Bidirezionale, efficace e inclusiva: la comunicazione tra i membri di un team è l’elemento essenziale del successo del team stesso. A patto che si rispettino ritmi e velocità di tutti i componenti. Ne abbiamo parlato con Cristina Nava, Executive Business Coach e Change Specialist, partner di Performant by Scoa.

Cristina Nava

«Siamo come stelle legate tra loro da “fili” invisibili: facciamo parte di costellazioni, di sistemi più complessi e a seconda delle connessioni che si creano si innescano determinate dinamiche»; con questa immagine, poetica quanto immediata, Cristina Nava entra subito nel focus dell’intervista definendo il team come un sistema di connessioni inserito in situazioni più grandi (il reparto, l’azienda, la multinazionale). «Come membri del team, facciamo quindi anche parte del problema e della soluzione: posso influenzare i “tiraggi” che mi uniscono al resto del gruppo e creare connessioni più o meno forti – continua Nava –: ci sono infatti individui che sono “connector” o addirittura “super connector” di natura, ovvero riescono a innescare negli altri determinati comportamenti. In questo processo, però, la comunicazione è uno strumento fondamentale e deve favorire il passaggio non solo di informazioni, ma anche di emozioni e connessioni, di quell’emotività che fa succedere le cose».

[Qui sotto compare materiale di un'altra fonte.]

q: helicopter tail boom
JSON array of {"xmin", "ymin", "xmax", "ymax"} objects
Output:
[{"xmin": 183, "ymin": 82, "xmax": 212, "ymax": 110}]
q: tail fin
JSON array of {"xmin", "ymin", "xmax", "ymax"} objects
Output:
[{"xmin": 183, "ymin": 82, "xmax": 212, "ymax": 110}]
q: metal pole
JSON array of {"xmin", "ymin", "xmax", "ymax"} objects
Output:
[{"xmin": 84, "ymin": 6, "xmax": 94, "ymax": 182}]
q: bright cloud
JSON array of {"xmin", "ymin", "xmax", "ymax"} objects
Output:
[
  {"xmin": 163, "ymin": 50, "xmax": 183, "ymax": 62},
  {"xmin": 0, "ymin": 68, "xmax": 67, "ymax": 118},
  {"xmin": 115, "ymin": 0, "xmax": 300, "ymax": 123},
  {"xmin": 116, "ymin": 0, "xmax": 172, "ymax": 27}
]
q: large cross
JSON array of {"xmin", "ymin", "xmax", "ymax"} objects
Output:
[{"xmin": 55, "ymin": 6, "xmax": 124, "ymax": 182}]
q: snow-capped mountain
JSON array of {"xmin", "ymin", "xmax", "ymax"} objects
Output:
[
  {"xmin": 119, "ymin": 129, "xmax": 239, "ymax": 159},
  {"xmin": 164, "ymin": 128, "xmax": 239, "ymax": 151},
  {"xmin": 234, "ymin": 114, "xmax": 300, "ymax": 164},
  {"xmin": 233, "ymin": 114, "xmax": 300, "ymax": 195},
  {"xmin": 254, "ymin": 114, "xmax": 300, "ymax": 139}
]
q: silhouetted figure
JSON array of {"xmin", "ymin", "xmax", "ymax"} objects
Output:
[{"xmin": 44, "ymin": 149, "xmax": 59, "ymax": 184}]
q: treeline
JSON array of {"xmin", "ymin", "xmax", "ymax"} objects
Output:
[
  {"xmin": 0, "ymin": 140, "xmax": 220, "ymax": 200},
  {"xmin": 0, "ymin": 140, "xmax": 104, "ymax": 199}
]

Quali caratteristiche deve avere la comunicazione per essere davvero efficace e dunque “far succedere cose”?

«Innanzitutto deve essere inclusiva e possibilmente poco aggressiva: elementi come il tono, l’intonazione, la velocità sono molto importanti nel trasferire tutta la parte non verbale del messaggio. Il rischio più grande, infatti, è che il team non riesca a stare dietro al leader: bisogna scegliere accuratamente il ritmo giusto, in modo che nessuno si perda per strada, il che comporterebbe un inutile dispendio di energie e di tempo, oltre a una disaffezione al team da parte dei membri che si dovessero sentire esclusi o non all’altezza».

Questo è ancor più vero quando l’oggetto della comunicazione è un cambiamento…

«Assolutamente sì: non tutti abbiamo la stessa reazione emotiva e un buon team leader deve tenere conto della curva di adesione al cambiamento di ognuno dei componenti della squadra per non lasciare indietro nessuno: deve quindi sapere quali sono le “modalità di funzionamento” di ognuno: chi sono i connettori, chi i lenti ma analitici, chi gli individui che si infervorano e partono a tutta adrenalina. Una buona strategia è quella di raccontare il cambiamento dividendolo in step, come se fosse un viaggio, mettendo in luce le competenze di ognuno che possono entrare in gioco».

Il ruolo del manager è dunque fondamentale nel processo di comunicazione?

«Sì, purché sia abile nell’intercettare il sentiment di ogni singolo membro del team e conosca le sue persone. Serve una managerialità all’insegna della flessibilità, che sappia stare nell’incertezza del momento storico comunicando serenità al resto del team».

Abbiamo parlato di tono e ritmo: qual è invece il ruolo del linguaggio?

«Una parola non ha lo stesso significato per tutti: dipende da quali ingredienti del proprio vissuto ognuno mette nella parola stessa; serve quindi un allineamento per essere sicuri di parlare lo stesso linguaggio. Inoltre è fondamentale sapere ascoltare l’altro senza interpretare applicando il mio filtro semantico: questo richiede sia una continua riformulazione dei concetti sia una continua richiesta di feedback per essere sicuri di aver compreso correttamente ma anche di aver comunicato correttamente».

Quali sono i topic sui quali porre il focus per far funzionare il team?

«Sicuramente gli obiettivi: bisogna continuare a condividerli sottolineando competenze e modus per raggiungerli. E poi i feedback: che devono rappresentare uno scambio bidirezionale onesto, diretto e molto specifico per far capire all’altro dove è opportuno che cambi modalità per migliorare; non deve mai essere un giudizio, ma sempre un’osservazione! Utili sono anche i feedback informali come i chatting o i cinque minuti della pausa caffè: l’informalità stempera e avvicina, crea intimità e fiducia».